Bob and Carole share their family’s story and concerns about how babies were treated
Concerns have been raised by other families about the poor care of sick and premature babies at the home in the decades after the war, while official documents from the archives paint a disturbing picture of neglect, cruelty and suffering inside St Monica’s. Bob revealed that he too was born prematurely at the same home in the late 1940s, and feels ‘lucky’ that he survived.
The acting Bishop of Carlisle Rt Rev Rob Saner-Haigh described what had happened to Norah and her daughter as ‘wrong’ and said he was ‘really sorry’ for the way women and children had been treated.
The acting Bishop of Carlisle Rt Rev Rob Saner-Haigh answers questions from ITV News
Since allegations of abuse first emerged, 20 people with a connection to St Monica’s have contacted the Diocese requesting access to their family records. “The Church of England should do all it can to support people who have lived with the trauma. We need to listen and give them a choice in decision making so they can tell us what they need and as an organisation we show them the love and dignity that they weren’t shown before,” he said.
The family of another baby, Stephen Holt, who died aged 3 months old at the home in 1964, are now campaigning for a permanent memorial to the 45 babies.

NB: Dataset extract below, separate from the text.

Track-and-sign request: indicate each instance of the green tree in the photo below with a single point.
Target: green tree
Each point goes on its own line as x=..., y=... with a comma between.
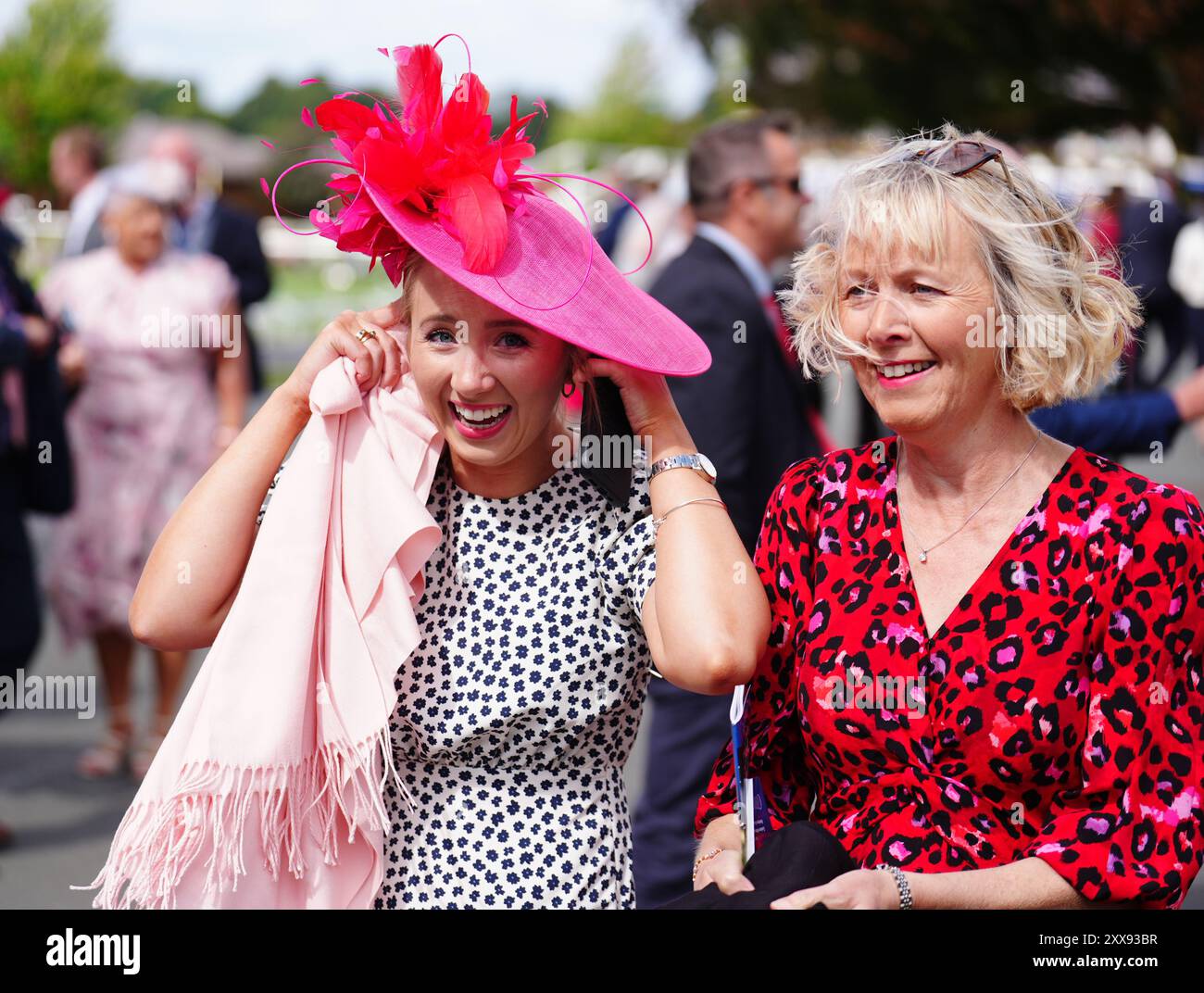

It was years later when baby Stephen’s mother Judith Hindley first told her husband, also called Stephen, of the abuse she endured at the ‘draconian’ home in the late 1960s. “Judith was 17 at the time and told me how she was forced to clean floors and kitchens while heavily pregnant. They were being punished,” he said. “Her son Stephen was born with disabilities and needed to go to hospital, but he was cruelly denied proper medical care and died 11 weeks later.” She never recovered from that trauma and in 2006, Judith took her own life close to the cemetery where her baby is buried.
Stephen Hindley explains what happened to his wife Judith at St Monica’s and why he is campaigning for a memorial
Cumbria Police has confirmed it is still investigating allegations of historic abuse at St Monica’s and said it “would welcome any new information which would assist officers…following concerns raised in relation to these premises”. Westmorland and Furness District Council which owns the cemetery where the graves are located said: “We are currently exploring options and reaching out to others who may wish to be involved or consulted on the possibility of marking the unmarked graves at Parkside Road cemetery, Kendal relating to the former St Monica’s Maternity home.”
Department for Education spokesperson said: “We have the deepest sympathy with all of those who are affected, the practice was abhorrent and should never have taken place.
“While we will not be able to quickly make every change we would like, we will look at whether there is any more we could do to support those affected.”